The Arc, the nation’s largest organization for people with intellectual and developmental disabilities (I/DD), released the following statement after the Achieving a Better Life Act (ABLE Act) was approved.
“While the legislation was narrowed due to the constraints from the cost analysis, the approved bill will provide a vehicle for some families and people with intellectual and developmental disabilities to save for the future, depending on their own circumstances. The Arc will continue to work with the leadership and chief sponsors in Congress to expand this program in the future to ensure that everyone in need can get the maximum benefit from this legislation. We remain disappointed that certain pay-fors remain in the bill,” said Peter V. Berns, CEO of The Arc.
The ABLE Act changes the tax code to allow for tax advantaged savings accounts for individuals with disabilities for certain expenses, like education, housing, and transportation.
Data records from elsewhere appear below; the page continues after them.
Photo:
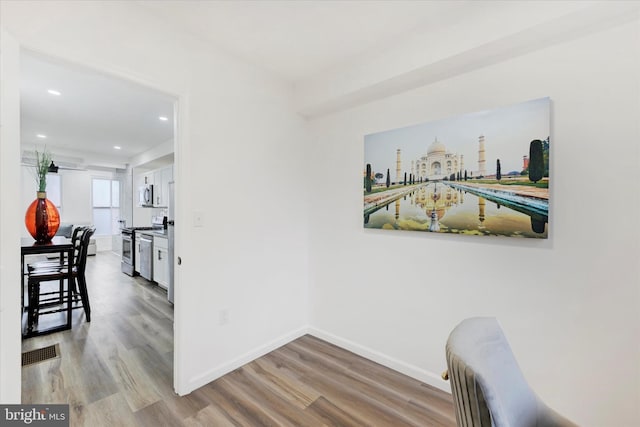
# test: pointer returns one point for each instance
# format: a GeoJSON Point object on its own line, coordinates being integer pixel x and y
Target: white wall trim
{"type": "Point", "coordinates": [200, 380]}
{"type": "Point", "coordinates": [415, 372]}
{"type": "Point", "coordinates": [430, 378]}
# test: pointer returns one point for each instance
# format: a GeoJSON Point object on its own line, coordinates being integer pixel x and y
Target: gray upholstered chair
{"type": "Point", "coordinates": [487, 385]}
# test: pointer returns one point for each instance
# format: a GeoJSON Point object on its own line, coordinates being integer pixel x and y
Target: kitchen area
{"type": "Point", "coordinates": [147, 233]}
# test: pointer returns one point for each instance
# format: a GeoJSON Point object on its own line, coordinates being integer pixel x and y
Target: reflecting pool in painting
{"type": "Point", "coordinates": [455, 211]}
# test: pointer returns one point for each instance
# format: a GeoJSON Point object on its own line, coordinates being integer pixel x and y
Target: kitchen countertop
{"type": "Point", "coordinates": [156, 233]}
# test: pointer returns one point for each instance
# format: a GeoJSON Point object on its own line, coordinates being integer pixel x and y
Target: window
{"type": "Point", "coordinates": [106, 206]}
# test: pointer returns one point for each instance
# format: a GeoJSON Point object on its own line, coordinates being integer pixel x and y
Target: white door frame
{"type": "Point", "coordinates": [10, 215]}
{"type": "Point", "coordinates": [10, 319]}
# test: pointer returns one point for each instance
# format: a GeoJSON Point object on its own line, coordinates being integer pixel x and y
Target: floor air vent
{"type": "Point", "coordinates": [40, 355]}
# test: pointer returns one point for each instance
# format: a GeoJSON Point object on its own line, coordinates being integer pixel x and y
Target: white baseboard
{"type": "Point", "coordinates": [214, 374]}
{"type": "Point", "coordinates": [419, 374]}
{"type": "Point", "coordinates": [415, 372]}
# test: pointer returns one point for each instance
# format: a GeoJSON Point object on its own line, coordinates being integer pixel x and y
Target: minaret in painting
{"type": "Point", "coordinates": [482, 163]}
{"type": "Point", "coordinates": [398, 167]}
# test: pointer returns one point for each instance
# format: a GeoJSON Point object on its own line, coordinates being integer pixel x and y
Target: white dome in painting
{"type": "Point", "coordinates": [436, 147]}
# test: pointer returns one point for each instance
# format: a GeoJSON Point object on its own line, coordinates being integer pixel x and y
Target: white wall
{"type": "Point", "coordinates": [569, 305]}
{"type": "Point", "coordinates": [239, 163]}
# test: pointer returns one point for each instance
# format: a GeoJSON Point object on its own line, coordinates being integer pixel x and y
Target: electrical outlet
{"type": "Point", "coordinates": [224, 317]}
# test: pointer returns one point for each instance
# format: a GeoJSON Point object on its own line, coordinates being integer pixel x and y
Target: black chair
{"type": "Point", "coordinates": [40, 303]}
{"type": "Point", "coordinates": [49, 264]}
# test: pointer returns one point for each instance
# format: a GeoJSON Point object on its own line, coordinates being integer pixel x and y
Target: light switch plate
{"type": "Point", "coordinates": [198, 219]}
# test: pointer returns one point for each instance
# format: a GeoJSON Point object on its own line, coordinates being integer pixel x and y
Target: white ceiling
{"type": "Point", "coordinates": [299, 39]}
{"type": "Point", "coordinates": [93, 113]}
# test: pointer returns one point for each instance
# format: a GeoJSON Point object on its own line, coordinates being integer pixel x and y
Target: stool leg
{"type": "Point", "coordinates": [84, 295]}
{"type": "Point", "coordinates": [32, 310]}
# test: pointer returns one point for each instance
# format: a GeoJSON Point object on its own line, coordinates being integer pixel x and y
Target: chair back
{"type": "Point", "coordinates": [84, 249]}
{"type": "Point", "coordinates": [487, 384]}
{"type": "Point", "coordinates": [75, 241]}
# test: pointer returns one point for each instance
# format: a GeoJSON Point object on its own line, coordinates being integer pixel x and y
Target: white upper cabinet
{"type": "Point", "coordinates": [161, 179]}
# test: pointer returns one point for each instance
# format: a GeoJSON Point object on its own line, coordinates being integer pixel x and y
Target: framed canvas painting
{"type": "Point", "coordinates": [483, 173]}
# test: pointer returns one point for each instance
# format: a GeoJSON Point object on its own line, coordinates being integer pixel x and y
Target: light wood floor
{"type": "Point", "coordinates": [117, 371]}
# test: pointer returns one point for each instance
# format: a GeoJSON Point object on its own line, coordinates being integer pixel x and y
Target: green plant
{"type": "Point", "coordinates": [536, 161]}
{"type": "Point", "coordinates": [42, 168]}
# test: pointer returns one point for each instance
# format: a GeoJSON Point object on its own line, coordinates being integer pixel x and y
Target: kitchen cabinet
{"type": "Point", "coordinates": [136, 248]}
{"type": "Point", "coordinates": [161, 179]}
{"type": "Point", "coordinates": [161, 261]}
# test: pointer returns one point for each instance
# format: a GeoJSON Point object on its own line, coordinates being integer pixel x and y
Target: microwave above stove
{"type": "Point", "coordinates": [145, 195]}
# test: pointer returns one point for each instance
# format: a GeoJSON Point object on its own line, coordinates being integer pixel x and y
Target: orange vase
{"type": "Point", "coordinates": [42, 218]}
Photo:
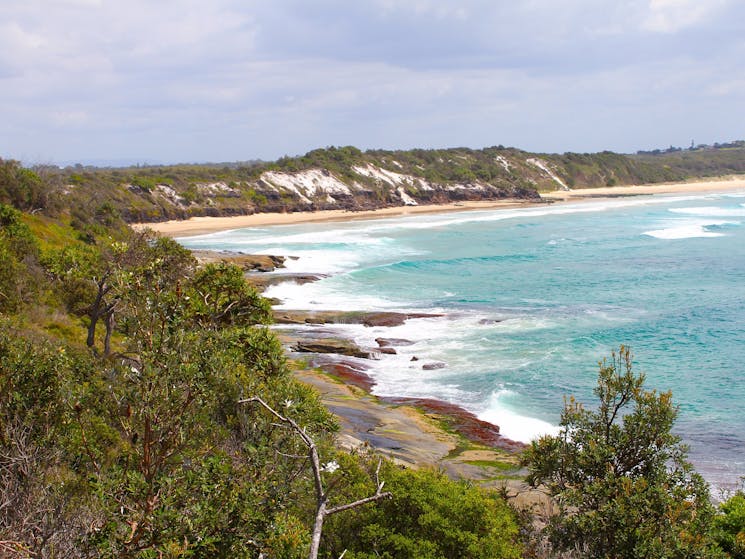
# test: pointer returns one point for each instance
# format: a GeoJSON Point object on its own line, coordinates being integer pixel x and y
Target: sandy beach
{"type": "Point", "coordinates": [202, 225]}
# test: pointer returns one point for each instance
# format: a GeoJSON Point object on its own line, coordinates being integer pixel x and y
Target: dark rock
{"type": "Point", "coordinates": [464, 422]}
{"type": "Point", "coordinates": [332, 345]}
{"type": "Point", "coordinates": [392, 318]}
{"type": "Point", "coordinates": [433, 366]}
{"type": "Point", "coordinates": [388, 342]}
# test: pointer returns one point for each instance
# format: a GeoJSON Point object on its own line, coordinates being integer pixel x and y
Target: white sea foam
{"type": "Point", "coordinates": [689, 230]}
{"type": "Point", "coordinates": [712, 211]}
{"type": "Point", "coordinates": [512, 425]}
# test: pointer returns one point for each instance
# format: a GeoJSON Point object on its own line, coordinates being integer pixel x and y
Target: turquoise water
{"type": "Point", "coordinates": [531, 300]}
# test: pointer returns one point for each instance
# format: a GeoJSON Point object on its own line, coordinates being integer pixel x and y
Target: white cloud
{"type": "Point", "coordinates": [672, 16]}
{"type": "Point", "coordinates": [180, 80]}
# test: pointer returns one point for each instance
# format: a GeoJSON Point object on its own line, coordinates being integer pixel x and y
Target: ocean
{"type": "Point", "coordinates": [533, 298]}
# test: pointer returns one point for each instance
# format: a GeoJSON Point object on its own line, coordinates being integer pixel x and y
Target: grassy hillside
{"type": "Point", "coordinates": [342, 177]}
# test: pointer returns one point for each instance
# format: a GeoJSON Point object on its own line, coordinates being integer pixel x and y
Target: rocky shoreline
{"type": "Point", "coordinates": [417, 432]}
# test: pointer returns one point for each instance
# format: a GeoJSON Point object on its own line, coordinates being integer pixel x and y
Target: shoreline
{"type": "Point", "coordinates": [380, 411]}
{"type": "Point", "coordinates": [203, 225]}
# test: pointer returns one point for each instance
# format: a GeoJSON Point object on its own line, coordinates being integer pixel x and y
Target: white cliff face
{"type": "Point", "coordinates": [405, 198]}
{"type": "Point", "coordinates": [545, 168]}
{"type": "Point", "coordinates": [392, 178]}
{"type": "Point", "coordinates": [307, 184]}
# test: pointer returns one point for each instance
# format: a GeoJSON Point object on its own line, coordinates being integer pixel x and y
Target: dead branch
{"type": "Point", "coordinates": [321, 495]}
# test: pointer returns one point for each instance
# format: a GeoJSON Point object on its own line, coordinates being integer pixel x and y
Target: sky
{"type": "Point", "coordinates": [176, 81]}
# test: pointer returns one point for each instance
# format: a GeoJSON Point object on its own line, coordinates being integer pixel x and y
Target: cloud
{"type": "Point", "coordinates": [672, 16]}
{"type": "Point", "coordinates": [180, 80]}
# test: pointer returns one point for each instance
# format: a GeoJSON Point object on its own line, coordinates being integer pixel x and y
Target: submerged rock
{"type": "Point", "coordinates": [332, 345]}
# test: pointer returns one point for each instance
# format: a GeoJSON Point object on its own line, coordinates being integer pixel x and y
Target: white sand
{"type": "Point", "coordinates": [201, 225]}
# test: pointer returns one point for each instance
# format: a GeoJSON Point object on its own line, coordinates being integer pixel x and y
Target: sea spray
{"type": "Point", "coordinates": [531, 300]}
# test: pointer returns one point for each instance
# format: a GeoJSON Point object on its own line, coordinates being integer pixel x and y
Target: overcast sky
{"type": "Point", "coordinates": [224, 80]}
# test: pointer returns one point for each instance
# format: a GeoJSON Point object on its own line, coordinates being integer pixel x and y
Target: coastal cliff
{"type": "Point", "coordinates": [346, 178]}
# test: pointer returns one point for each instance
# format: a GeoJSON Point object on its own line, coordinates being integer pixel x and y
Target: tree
{"type": "Point", "coordinates": [619, 476]}
{"type": "Point", "coordinates": [429, 516]}
{"type": "Point", "coordinates": [729, 526]}
{"type": "Point", "coordinates": [220, 296]}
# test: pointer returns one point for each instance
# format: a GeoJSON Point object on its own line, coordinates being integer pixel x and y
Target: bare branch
{"type": "Point", "coordinates": [321, 495]}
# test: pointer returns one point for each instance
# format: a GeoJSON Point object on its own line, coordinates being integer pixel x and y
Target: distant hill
{"type": "Point", "coordinates": [347, 178]}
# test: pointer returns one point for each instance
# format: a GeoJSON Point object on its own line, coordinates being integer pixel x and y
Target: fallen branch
{"type": "Point", "coordinates": [321, 495]}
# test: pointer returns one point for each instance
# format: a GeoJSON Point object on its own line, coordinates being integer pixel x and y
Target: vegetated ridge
{"type": "Point", "coordinates": [347, 178]}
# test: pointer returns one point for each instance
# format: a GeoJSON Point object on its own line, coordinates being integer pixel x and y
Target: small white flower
{"type": "Point", "coordinates": [331, 467]}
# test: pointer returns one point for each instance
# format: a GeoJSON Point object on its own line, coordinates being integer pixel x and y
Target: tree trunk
{"type": "Point", "coordinates": [315, 541]}
{"type": "Point", "coordinates": [109, 330]}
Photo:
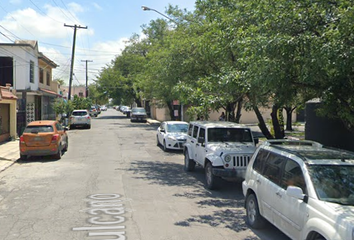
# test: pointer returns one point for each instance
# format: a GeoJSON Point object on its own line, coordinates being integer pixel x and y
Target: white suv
{"type": "Point", "coordinates": [304, 189]}
{"type": "Point", "coordinates": [80, 118]}
{"type": "Point", "coordinates": [223, 149]}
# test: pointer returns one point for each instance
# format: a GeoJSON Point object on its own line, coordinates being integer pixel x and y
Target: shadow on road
{"type": "Point", "coordinates": [227, 202]}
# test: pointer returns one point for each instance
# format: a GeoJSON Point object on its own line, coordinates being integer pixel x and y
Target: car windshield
{"type": "Point", "coordinates": [176, 128]}
{"type": "Point", "coordinates": [139, 110]}
{"type": "Point", "coordinates": [333, 183]}
{"type": "Point", "coordinates": [229, 135]}
{"type": "Point", "coordinates": [37, 129]}
{"type": "Point", "coordinates": [79, 113]}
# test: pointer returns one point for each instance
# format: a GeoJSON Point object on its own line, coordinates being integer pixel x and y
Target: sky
{"type": "Point", "coordinates": [110, 23]}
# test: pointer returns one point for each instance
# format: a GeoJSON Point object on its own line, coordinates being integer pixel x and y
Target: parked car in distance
{"type": "Point", "coordinates": [42, 138]}
{"type": "Point", "coordinates": [121, 108]}
{"type": "Point", "coordinates": [127, 110]}
{"type": "Point", "coordinates": [93, 111]}
{"type": "Point", "coordinates": [80, 118]}
{"type": "Point", "coordinates": [138, 114]}
{"type": "Point", "coordinates": [172, 135]}
{"type": "Point", "coordinates": [303, 188]}
{"type": "Point", "coordinates": [223, 149]}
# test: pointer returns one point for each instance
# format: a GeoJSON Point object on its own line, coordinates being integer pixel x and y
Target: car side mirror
{"type": "Point", "coordinates": [201, 139]}
{"type": "Point", "coordinates": [295, 192]}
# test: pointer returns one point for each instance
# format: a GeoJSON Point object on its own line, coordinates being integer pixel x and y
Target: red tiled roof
{"type": "Point", "coordinates": [6, 94]}
{"type": "Point", "coordinates": [49, 91]}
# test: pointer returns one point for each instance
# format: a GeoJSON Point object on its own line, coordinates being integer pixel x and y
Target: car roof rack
{"type": "Point", "coordinates": [291, 142]}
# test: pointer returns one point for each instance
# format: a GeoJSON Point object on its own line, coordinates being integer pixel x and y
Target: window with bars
{"type": "Point", "coordinates": [48, 78]}
{"type": "Point", "coordinates": [31, 71]}
{"type": "Point", "coordinates": [41, 75]}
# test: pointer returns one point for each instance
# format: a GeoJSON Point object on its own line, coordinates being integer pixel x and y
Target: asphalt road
{"type": "Point", "coordinates": [115, 183]}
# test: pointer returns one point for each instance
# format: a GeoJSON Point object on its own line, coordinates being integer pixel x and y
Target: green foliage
{"type": "Point", "coordinates": [81, 103]}
{"type": "Point", "coordinates": [62, 106]}
{"type": "Point", "coordinates": [283, 53]}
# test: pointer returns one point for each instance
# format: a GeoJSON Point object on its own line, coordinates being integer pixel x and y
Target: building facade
{"type": "Point", "coordinates": [30, 73]}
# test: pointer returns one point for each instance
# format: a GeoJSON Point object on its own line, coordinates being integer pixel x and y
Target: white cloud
{"type": "Point", "coordinates": [48, 27]}
{"type": "Point", "coordinates": [98, 7]}
{"type": "Point", "coordinates": [16, 2]}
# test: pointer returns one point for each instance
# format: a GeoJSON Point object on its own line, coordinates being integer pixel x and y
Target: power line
{"type": "Point", "coordinates": [72, 56]}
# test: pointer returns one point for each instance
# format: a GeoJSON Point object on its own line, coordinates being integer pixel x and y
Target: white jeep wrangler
{"type": "Point", "coordinates": [223, 149]}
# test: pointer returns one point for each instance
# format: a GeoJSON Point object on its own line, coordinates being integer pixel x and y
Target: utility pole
{"type": "Point", "coordinates": [72, 55]}
{"type": "Point", "coordinates": [86, 75]}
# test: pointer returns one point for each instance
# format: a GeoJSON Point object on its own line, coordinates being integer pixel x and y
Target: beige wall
{"type": "Point", "coordinates": [12, 118]}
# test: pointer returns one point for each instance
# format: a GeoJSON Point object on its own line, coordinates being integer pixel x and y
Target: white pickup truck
{"type": "Point", "coordinates": [223, 149]}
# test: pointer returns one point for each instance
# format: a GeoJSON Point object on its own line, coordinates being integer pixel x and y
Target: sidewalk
{"type": "Point", "coordinates": [9, 154]}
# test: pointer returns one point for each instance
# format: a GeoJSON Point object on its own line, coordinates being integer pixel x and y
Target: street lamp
{"type": "Point", "coordinates": [145, 8]}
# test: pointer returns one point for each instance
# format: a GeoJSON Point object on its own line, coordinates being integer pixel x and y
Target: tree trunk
{"type": "Point", "coordinates": [289, 113]}
{"type": "Point", "coordinates": [138, 102]}
{"type": "Point", "coordinates": [278, 131]}
{"type": "Point", "coordinates": [230, 112]}
{"type": "Point", "coordinates": [171, 110]}
{"type": "Point", "coordinates": [261, 123]}
{"type": "Point", "coordinates": [238, 110]}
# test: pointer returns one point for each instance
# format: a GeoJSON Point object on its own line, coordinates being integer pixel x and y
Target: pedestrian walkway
{"type": "Point", "coordinates": [9, 154]}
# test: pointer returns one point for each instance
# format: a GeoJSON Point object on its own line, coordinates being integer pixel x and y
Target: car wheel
{"type": "Point", "coordinates": [319, 237]}
{"type": "Point", "coordinates": [165, 146]}
{"type": "Point", "coordinates": [212, 181]}
{"type": "Point", "coordinates": [189, 164]}
{"type": "Point", "coordinates": [59, 153]}
{"type": "Point", "coordinates": [253, 217]}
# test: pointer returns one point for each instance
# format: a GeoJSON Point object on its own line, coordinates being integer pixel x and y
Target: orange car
{"type": "Point", "coordinates": [42, 138]}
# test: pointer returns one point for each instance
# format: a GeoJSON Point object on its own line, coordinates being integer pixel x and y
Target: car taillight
{"type": "Point", "coordinates": [55, 138]}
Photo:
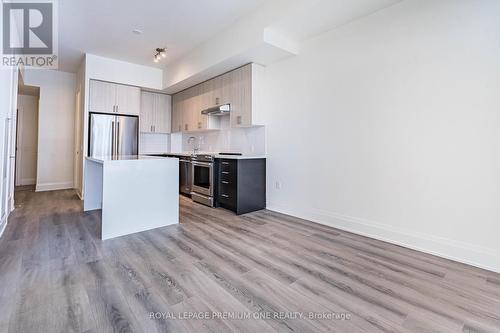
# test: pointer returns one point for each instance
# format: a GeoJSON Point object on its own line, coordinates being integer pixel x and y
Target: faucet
{"type": "Point", "coordinates": [192, 140]}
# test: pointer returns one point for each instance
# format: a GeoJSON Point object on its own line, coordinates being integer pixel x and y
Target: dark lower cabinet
{"type": "Point", "coordinates": [241, 184]}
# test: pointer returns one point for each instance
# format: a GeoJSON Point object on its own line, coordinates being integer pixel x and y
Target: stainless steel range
{"type": "Point", "coordinates": [202, 188]}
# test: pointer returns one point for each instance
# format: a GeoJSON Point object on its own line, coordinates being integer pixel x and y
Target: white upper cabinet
{"type": "Point", "coordinates": [109, 97]}
{"type": "Point", "coordinates": [163, 112]}
{"type": "Point", "coordinates": [146, 117]}
{"type": "Point", "coordinates": [155, 116]}
{"type": "Point", "coordinates": [128, 100]}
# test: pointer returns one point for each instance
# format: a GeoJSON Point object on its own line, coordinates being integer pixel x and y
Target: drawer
{"type": "Point", "coordinates": [227, 177]}
{"type": "Point", "coordinates": [229, 166]}
{"type": "Point", "coordinates": [227, 193]}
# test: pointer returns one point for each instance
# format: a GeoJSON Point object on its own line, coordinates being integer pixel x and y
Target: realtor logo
{"type": "Point", "coordinates": [29, 36]}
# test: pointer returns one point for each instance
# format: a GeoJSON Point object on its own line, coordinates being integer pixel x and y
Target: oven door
{"type": "Point", "coordinates": [202, 178]}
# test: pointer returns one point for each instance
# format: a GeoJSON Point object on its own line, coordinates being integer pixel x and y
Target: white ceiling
{"type": "Point", "coordinates": [313, 17]}
{"type": "Point", "coordinates": [105, 27]}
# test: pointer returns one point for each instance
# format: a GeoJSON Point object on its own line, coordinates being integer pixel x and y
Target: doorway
{"type": "Point", "coordinates": [27, 137]}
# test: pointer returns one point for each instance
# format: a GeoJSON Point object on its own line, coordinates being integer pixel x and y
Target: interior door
{"type": "Point", "coordinates": [127, 131]}
{"type": "Point", "coordinates": [101, 135]}
{"type": "Point", "coordinates": [27, 143]}
{"type": "Point", "coordinates": [147, 112]}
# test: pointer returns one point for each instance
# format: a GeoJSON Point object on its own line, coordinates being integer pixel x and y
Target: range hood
{"type": "Point", "coordinates": [218, 110]}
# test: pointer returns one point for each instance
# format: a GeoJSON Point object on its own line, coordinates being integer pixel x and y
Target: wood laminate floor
{"type": "Point", "coordinates": [57, 276]}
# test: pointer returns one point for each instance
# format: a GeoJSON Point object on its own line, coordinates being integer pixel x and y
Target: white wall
{"type": "Point", "coordinates": [106, 69]}
{"type": "Point", "coordinates": [389, 127]}
{"type": "Point", "coordinates": [27, 137]}
{"type": "Point", "coordinates": [55, 127]}
{"type": "Point", "coordinates": [154, 143]}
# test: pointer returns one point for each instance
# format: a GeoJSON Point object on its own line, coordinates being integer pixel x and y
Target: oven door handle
{"type": "Point", "coordinates": [202, 164]}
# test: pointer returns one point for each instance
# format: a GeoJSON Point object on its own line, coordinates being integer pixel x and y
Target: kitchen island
{"type": "Point", "coordinates": [135, 193]}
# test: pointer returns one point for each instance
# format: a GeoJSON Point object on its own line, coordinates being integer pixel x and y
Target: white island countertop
{"type": "Point", "coordinates": [136, 193]}
{"type": "Point", "coordinates": [102, 159]}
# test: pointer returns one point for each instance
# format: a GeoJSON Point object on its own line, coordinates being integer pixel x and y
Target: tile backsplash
{"type": "Point", "coordinates": [249, 141]}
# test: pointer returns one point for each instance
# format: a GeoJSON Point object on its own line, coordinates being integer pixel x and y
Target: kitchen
{"type": "Point", "coordinates": [123, 118]}
{"type": "Point", "coordinates": [277, 166]}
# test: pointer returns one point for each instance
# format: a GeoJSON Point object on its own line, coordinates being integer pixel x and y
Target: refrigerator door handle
{"type": "Point", "coordinates": [117, 137]}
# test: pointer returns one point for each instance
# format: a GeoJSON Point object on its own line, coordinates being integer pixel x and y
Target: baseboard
{"type": "Point", "coordinates": [466, 253]}
{"type": "Point", "coordinates": [27, 181]}
{"type": "Point", "coordinates": [53, 186]}
{"type": "Point", "coordinates": [3, 224]}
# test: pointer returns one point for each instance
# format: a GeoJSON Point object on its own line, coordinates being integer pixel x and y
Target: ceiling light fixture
{"type": "Point", "coordinates": [160, 53]}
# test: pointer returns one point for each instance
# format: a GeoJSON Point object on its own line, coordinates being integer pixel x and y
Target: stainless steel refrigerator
{"type": "Point", "coordinates": [112, 135]}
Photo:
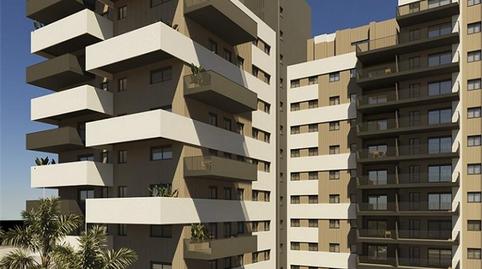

Similar to existing “Section 529” education savings accounts, ABLE accounts let families save for disability-related expenses on behalf of qualified beneficiaries with disabilities that will supplement, but not replace, benefits provided through the Medicaid program, the Supplemental Security Income program, the beneficiary’s employment, and other sources.
If properly managed, funds in the ABLE accounts will not jeopardize eligibility for critical federal benefits. With full understanding of its features, individuals and families could use the ABLE accounts as another tool in planning for the lifetime needs of an individual with long term disabilities. The version of the bill that was signed into law includes age limitations and a cap on contributions, added in July by the Committee on Ways and Means to reduce the costs of the bill.